Nats: Efesus 2:11-16

"No Hope without Christ," ini adalah kalimat yang Paulus ucapkan dengan jujur dan terbuka kepada jemaat di Efesus, "Ingatlah bahwa waktu itu kamu tanpa Kristus, tanpa pengharapan dan tanpa Allah" (Efesus 2:12). Pada waktu kita berada dalam dunia ini dilihat dari kasat mata yang kelihatan mungkin orang bisa lihat kita sukses, bahkan orang mungkin iri kepada hidup kita, akan apa yang kita dapat dan kita punya. Kita merasa sudah meraih apa yang kita inginkan dan kita rasa tidak perlu apa-apa. Tetapi pada waktu Paulus berkata sekalipun engkau punya segala sesuatu, sekalipun engkau mendapatkan segala yang terindah dan terbaik dalam dunia ini, tanpa Kristus hidupmu tidak ada pengharapan dan tanpa Allah dan itu adalah sebuah hidup yang sia-sia, kalimat itu seharusnya menjadi kalimat yang sungguh menggetarkan kita dan kalimat itu harus menjadi kalimat yang membuat kita sungguh menghargai anugerah dan belas kasihan Tuhan yang datang kepada kita. Kita yang dulu "jauh" karena kita tidak pernah mengenal Tuhan tetapi kita bisa mendengar Injil dan hari ini kita boleh "dekat," kita boleh menjadi milik Tuhan dan kita boleh menjadi umat yang percaya kepada Tuhan Yesus Kristus. Kita boleh tahu siapa Yesus Kristus, kita tahu Ia adalah Anak Allah, kita tahu Ia adalah Mesias, kita tahu Ia adalah Juruselamat yang begitu dibutuhkan oleh dunia ini. Pada waktu kita membaca dan merenungkan kitab Injil [Matius, Markus, Lukas, dan Yohanes] mengenai pribadi daripada Yesus Kristus, engkau dan saya makin mengagumi betapa agung dan betapa besarnya pribadi Yesus Kristus itu. Kita tidak boleh menjadikan Dia sebagai pribadi yang biasa-biasa dalam hidup kita. Bahkan Mahatma Gandhi sendiri menyatakan dia begitu kagum kepada pribadi dan ajaran Yesus Kristus, walaupun dia terhambat untuk menjadi orang percaya karena melihat hidup orang Kristen yang tidak menjadi teladan, tetapi dia sendiri mengakui ajaran daripada Yesus Kristus begitu agung dan begitu indah. Sampai hari ini kita akan terus melihat nama Yesus Kristus, Pribadi ini akan menggerakkan orang dari kota besar sampai kepada suku-suku di pedalaman, dari orang-orang penting sampai kepada orang-orang yang tidak pernah diperhatikan, dari orang yang kaya dan berada sampai kepada pemulung dan orang yang kita anggap bukan menjadi benefit secara sosial dan sampah masyarakat tetapi karena nama Yesus Kristus mereka bisa datang kepada Tuhan dan menjadi umat Tuhan.
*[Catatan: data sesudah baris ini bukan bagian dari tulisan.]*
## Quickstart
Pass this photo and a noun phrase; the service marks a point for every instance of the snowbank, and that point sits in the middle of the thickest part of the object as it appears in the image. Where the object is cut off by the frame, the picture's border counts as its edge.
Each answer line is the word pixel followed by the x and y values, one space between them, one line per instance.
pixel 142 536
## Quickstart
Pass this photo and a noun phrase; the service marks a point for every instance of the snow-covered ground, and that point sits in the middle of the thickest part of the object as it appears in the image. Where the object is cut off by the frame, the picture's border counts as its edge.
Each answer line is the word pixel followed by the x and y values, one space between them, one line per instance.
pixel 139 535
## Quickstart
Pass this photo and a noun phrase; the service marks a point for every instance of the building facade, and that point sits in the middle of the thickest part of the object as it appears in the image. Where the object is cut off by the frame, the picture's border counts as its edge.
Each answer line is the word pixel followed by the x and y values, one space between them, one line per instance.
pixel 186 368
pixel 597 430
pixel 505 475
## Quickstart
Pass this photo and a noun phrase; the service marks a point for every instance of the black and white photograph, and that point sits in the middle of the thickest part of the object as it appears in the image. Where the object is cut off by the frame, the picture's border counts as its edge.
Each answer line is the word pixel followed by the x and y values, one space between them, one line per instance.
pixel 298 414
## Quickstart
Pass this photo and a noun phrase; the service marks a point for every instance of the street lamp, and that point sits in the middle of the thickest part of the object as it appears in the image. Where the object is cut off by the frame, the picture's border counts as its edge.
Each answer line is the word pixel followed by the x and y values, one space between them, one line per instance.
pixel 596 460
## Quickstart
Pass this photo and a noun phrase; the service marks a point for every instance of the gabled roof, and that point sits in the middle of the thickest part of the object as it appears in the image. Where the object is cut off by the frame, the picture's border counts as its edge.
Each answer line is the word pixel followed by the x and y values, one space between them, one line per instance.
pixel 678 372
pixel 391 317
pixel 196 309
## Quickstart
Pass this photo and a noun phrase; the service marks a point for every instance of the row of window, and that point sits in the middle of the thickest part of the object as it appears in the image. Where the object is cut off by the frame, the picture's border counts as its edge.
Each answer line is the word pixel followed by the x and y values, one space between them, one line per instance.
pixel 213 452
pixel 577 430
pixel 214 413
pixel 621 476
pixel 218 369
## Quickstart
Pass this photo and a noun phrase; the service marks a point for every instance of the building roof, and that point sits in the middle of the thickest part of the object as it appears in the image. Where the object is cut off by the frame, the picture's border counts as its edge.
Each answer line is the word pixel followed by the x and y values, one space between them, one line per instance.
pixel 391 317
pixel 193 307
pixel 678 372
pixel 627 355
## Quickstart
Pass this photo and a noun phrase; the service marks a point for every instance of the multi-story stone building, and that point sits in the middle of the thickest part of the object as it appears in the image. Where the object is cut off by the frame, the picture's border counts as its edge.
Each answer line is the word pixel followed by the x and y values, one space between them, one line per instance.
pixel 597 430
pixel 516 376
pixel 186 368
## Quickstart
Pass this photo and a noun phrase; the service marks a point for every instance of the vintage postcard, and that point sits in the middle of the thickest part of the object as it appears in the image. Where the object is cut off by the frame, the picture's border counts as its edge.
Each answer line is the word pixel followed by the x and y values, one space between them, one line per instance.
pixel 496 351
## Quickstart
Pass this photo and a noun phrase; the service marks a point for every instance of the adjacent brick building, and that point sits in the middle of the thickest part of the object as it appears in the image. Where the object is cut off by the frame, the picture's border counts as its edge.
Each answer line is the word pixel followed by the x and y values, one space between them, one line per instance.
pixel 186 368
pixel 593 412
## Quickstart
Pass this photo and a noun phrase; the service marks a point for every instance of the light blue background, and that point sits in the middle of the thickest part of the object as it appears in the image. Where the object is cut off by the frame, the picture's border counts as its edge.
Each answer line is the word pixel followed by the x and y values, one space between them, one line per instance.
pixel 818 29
Dalam Efesus 1 Paulus bicara mengenai bagaimana Allah merencanakan keselamatan itu di dalam kekekalan yang digenapkan oleh satu Pribadi yang datang dengan humble di dalam dunia. Dialah Yesus Kristus, yang lahir sebagai anak tukang kayu tetapi Dia adalah Mesias, Anak Allah yang satu kali kelak sekalipun hari ini kita belum lihat Dia menjadi sentralitas bukan saja di dalam alam semesta yang Ia ciptakan. Dalam Efesus 1:10 dikatakan, Kristus adalah Kepala segala sesuatu, baik yang di sorga maupun yang di bumi. Dan sekarang di bagian ini kita melihat bagaimana Allah akan mempersatukan itu mulai dari Gereja-Nya, mulai pada waktu kita hadir dan datang dari segala suku bangsa yang waktu itu sangat tidak mungkin untuk bersatu, antara orang Yahudi dan orang Yunani, itu adalah perseteruan yang luar biasa masing-masing di tengah arogansi merasa diri mereka lebih baik daripada yang lain tetapi hanya di dalam gereja, di dalam rumah Tuhan perbedaan itu dipersatukan. Karena Kristus satu kali akan mempersatukan semua itu.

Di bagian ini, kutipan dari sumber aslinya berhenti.